A la vez, podrá realizar análisis ambientales para la determinación de riesgos sanitarios en agua, aire, suelo u otros; tener funciones de control de calidad fisicoquímico y microbiológico de alimentos y agua, como así también la explotación de patentes de invención, licencias, fórmulas de fármacos.
“El desarrollo y la adopción de una política de producción pública de medicamentos forma parte esencial de las políticas sanitarias, a la vez que el acceso equitativo a los medicamentos es fundamental para la implementación efectiva de acciones capaces de promover una mejora en las condiciones de atención a la salud de la población”, argumentó el gobernador.
En esa línea, expuso que la producción pública de medicamentos “posee varios propósitos, entre los que se pueden mencionar, por un lado, ser una alternativa efectiva para asegurar el acceso a tratamientos asequibles y de calidad”; al tiempo que “actúa como mecanismo para garantizar los derechos plasmados en la Constitución Provincial, que reconoce al medicamento como un bien social” y podría “fomentar tanto la soberanía estatal en materia de salud, producción e innovación, como la generación de empleo en la Provincia”.
Kicillof, por el objetivo del sistema integrado de salud
El tercer proyecto tiene que ver con la creación del Sistema Integrado de Salud de la Provincia de Buenos Aires (Sipba), cuyo objetivo es “integrar todos los subsectores”, es decir público, privado y las entidades que brindan cobertura de salud, para “promover la coordinación entre ellos y la elaboración de políticas públicas que en conjunto los incluya”.
Según el texto, es con el fin de “garantizar un acceso universal a los servicios de salud del territorio, con criterios de equidad, integralidad y calidad, a través de acciones que contemplen la soberanía sanitaria y la democratización del sistema de salud con justicia social”.

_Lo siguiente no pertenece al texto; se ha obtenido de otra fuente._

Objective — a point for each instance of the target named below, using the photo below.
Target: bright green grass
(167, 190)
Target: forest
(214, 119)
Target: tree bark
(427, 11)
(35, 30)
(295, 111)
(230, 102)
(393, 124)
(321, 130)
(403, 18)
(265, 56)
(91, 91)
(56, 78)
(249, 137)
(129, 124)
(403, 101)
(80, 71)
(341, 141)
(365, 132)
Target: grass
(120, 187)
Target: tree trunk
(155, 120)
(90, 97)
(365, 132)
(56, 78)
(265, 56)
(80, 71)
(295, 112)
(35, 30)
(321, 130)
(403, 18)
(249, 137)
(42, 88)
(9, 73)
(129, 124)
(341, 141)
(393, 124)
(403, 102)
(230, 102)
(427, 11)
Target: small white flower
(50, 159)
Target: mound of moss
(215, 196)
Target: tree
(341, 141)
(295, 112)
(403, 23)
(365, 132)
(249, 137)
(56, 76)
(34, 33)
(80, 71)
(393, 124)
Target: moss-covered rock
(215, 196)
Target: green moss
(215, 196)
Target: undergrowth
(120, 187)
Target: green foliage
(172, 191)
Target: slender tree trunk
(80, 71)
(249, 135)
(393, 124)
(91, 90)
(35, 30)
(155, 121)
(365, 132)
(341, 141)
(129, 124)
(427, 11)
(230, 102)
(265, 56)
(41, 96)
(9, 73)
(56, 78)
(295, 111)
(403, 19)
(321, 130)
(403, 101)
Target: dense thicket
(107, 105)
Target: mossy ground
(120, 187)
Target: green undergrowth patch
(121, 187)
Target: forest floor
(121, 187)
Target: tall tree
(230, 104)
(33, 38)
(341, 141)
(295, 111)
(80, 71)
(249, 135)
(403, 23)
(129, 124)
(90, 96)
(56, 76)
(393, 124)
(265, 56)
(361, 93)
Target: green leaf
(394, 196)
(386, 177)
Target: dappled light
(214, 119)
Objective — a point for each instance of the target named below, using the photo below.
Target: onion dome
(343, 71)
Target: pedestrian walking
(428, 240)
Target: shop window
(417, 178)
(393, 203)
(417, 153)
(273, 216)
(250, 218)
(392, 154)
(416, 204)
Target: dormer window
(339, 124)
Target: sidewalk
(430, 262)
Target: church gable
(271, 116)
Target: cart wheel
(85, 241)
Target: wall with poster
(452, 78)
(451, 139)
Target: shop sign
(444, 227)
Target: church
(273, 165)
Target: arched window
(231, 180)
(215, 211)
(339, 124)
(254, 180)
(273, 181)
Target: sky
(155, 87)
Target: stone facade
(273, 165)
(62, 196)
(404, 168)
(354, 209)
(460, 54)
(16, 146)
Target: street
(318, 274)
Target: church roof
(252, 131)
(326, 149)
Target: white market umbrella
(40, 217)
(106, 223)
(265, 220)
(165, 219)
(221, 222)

“La experiencia histórica de organización del sistema de salud bonaerense evidencia una configuración fragmentada de financiamiento, gestión y atención, resultado de superposiciones de políticas y dispositivos no siempre integrados, con heterogeneidades territoriales que impactan en la continuidad de los cuidados, la eficiencia del gasto y la calidad de la atención, generando inequidades evitables”, señaló el gobernador.
En ese orden, dijo que dicha fragmentación “se expresa tanto en la dispersión de la oferta asistencial como en la ausencia de mecanismos suficientemente sistemáticos de articulación entre niveles y jurisdicciones, con especial afectación en la capacidad del sistema para resolver problemas prevalentes y demandas de atención continua”.
En cuanto al financiamiento, el proyecto prevé vincular el financiamiento de la Red Bonaerense con el Fondo Provincial de Salud, integrando recursos del Tesoro, recupero de costos y convenios con actores de cobertura. “Esto sería orientando la programación y ejecución presupuestaria al cumplimiento de los objetivos sanitarios y a la eficiencia en el uso de los recursos”, señaló el gobernador.